Ya el 2 de noviembre en horas de la mañana me comuniqué vía WhatsApp con mi médico de cabecera Vanessa Moreno; es de anotar que aquí en este país cuando no se tiene medicina prepagada, llamada Obra Social, los servicios de salud son atendidos por el estado en una forma totalmente gratuita y eficiente, y se le asigna a cada persona un médico de cabecera; y ordenó que inmediatamente me aislara en mi habitación, que los alimentos me fueran dejados en la puerta y que la persona que me atendía se pusiera guantes y se extremara la prevención, pues posiblemente estaba contagiado de Covid 19.

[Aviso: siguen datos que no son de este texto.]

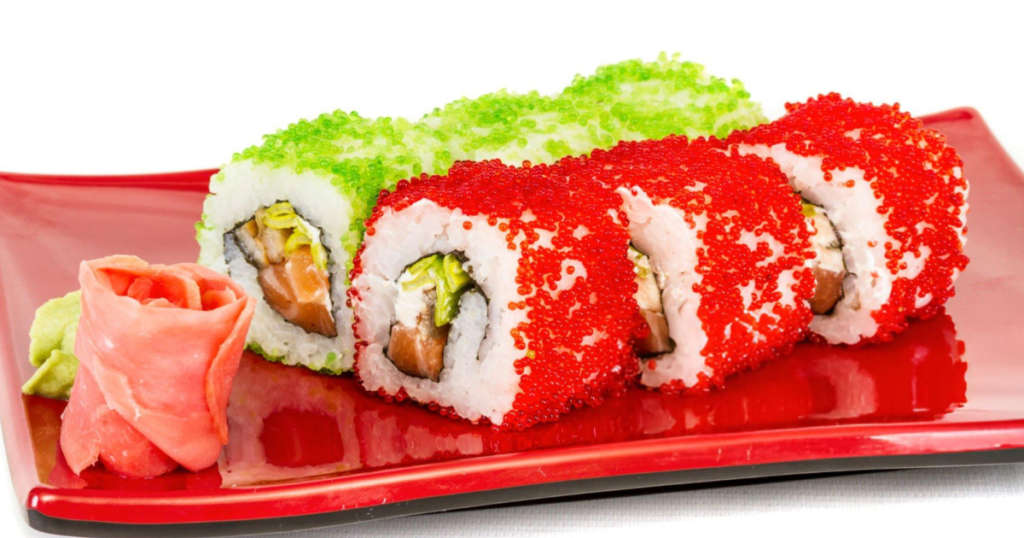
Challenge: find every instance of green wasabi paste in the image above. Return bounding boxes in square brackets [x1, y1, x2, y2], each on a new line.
[22, 291, 82, 400]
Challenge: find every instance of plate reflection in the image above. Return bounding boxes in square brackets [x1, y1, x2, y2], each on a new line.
[25, 307, 967, 490]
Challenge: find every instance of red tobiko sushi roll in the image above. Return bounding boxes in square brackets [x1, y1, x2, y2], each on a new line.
[349, 161, 638, 429]
[728, 93, 968, 344]
[560, 136, 813, 391]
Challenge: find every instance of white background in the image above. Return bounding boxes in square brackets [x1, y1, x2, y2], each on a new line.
[0, 0, 1024, 537]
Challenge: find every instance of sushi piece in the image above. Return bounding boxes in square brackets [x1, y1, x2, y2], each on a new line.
[60, 256, 255, 478]
[728, 93, 968, 344]
[560, 136, 814, 391]
[351, 161, 638, 429]
[197, 56, 765, 373]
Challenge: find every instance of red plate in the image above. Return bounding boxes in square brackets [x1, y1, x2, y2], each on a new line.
[0, 109, 1024, 535]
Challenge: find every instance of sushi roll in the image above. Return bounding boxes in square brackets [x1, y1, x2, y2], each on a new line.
[197, 56, 765, 373]
[351, 161, 638, 429]
[728, 93, 968, 344]
[561, 136, 813, 391]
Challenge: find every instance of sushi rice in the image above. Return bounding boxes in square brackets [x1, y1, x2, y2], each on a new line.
[197, 55, 765, 373]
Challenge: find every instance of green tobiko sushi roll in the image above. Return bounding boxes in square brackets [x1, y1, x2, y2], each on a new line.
[197, 54, 765, 372]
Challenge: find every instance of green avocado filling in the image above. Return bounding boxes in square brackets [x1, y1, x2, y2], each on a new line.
[401, 254, 473, 327]
[22, 291, 82, 400]
[262, 202, 327, 271]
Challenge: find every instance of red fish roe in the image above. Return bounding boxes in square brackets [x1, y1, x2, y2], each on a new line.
[351, 161, 639, 429]
[559, 136, 814, 391]
[728, 93, 969, 341]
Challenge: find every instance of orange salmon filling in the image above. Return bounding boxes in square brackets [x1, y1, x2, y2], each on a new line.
[233, 209, 338, 337]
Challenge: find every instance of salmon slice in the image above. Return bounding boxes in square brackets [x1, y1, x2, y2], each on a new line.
[258, 247, 338, 338]
[810, 265, 846, 315]
[387, 301, 452, 381]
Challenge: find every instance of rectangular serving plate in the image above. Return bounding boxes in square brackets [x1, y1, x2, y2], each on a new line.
[0, 109, 1024, 536]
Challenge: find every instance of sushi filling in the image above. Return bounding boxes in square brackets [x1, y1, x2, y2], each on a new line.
[228, 202, 338, 338]
[629, 245, 676, 359]
[384, 253, 486, 382]
[803, 200, 849, 316]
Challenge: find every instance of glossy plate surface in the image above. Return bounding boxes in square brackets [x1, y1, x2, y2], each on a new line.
[0, 109, 1024, 535]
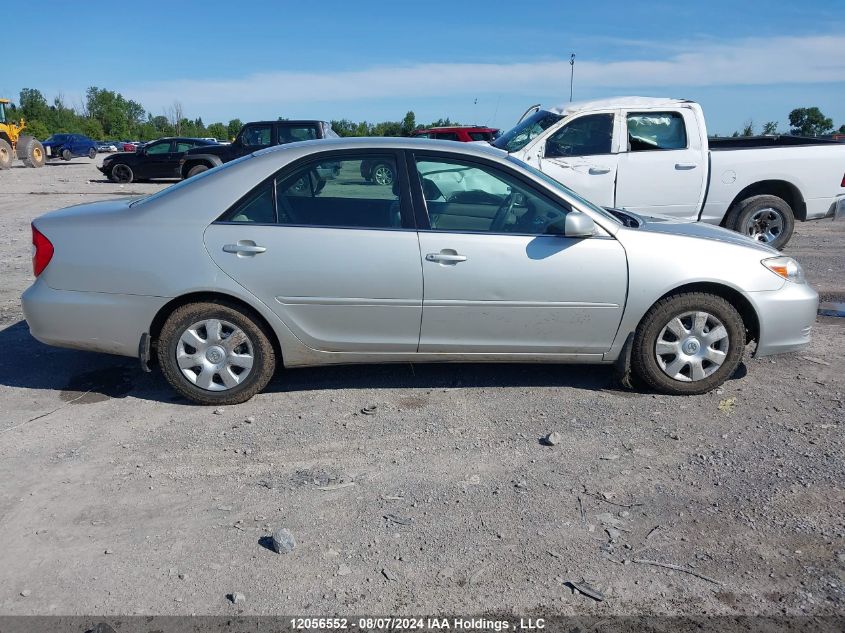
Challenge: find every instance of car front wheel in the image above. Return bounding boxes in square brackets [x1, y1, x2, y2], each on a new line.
[158, 303, 276, 405]
[631, 292, 745, 395]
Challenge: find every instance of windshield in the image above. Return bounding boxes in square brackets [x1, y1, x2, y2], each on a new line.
[508, 156, 622, 224]
[493, 110, 563, 152]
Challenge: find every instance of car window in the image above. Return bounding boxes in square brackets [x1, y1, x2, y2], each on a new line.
[628, 112, 687, 152]
[546, 114, 613, 158]
[417, 157, 570, 235]
[279, 125, 317, 145]
[241, 123, 271, 147]
[276, 155, 402, 229]
[147, 141, 170, 154]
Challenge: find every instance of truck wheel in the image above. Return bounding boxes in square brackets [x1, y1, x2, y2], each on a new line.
[186, 165, 208, 178]
[631, 292, 745, 395]
[158, 302, 276, 405]
[0, 138, 12, 169]
[109, 163, 135, 184]
[18, 136, 45, 167]
[725, 195, 795, 249]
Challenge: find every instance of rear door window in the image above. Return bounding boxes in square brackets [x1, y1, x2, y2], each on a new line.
[627, 112, 687, 152]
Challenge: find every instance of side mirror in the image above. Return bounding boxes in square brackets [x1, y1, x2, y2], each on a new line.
[564, 211, 596, 237]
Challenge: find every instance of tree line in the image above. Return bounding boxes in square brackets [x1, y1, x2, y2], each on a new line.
[7, 86, 845, 141]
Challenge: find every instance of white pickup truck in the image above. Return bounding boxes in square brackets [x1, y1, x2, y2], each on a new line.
[493, 97, 845, 248]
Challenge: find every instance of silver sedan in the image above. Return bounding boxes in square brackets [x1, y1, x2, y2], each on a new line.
[23, 139, 818, 405]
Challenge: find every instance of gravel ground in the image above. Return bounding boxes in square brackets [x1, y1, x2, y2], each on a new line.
[0, 159, 845, 616]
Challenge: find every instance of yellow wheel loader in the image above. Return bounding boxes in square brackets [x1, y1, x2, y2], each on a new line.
[0, 99, 46, 169]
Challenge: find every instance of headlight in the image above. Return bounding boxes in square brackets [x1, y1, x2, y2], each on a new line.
[760, 257, 804, 284]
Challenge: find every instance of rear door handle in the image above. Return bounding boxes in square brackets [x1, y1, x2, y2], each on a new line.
[223, 240, 267, 256]
[425, 253, 467, 264]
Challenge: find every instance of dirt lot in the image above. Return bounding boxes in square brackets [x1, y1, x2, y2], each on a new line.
[0, 159, 845, 615]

¡Sorpresa!, no me podía caber en la cabeza que estuviera contagiado por ese maldito virus, pues desde el 27 de marzo que decretaron la cuarentena obligatoria en todo el país, yo no salí de casa y las demás personas con las que convivo comenzaron igualmente a extremar los cuidados, debido a que en la casa éramos dos las personas de alto riesgo, mi nietecita de 5 años que resultó diabética y con colesterol alto, y yo que soy un adulto mayor, exfumador e hipertenso; no  podían entender como llegó ese coronavirus a nuestra casa, lo cierto fue que entró, y nos contagió a todos. Siendo yo el que resultó con el máximo estado de afectación.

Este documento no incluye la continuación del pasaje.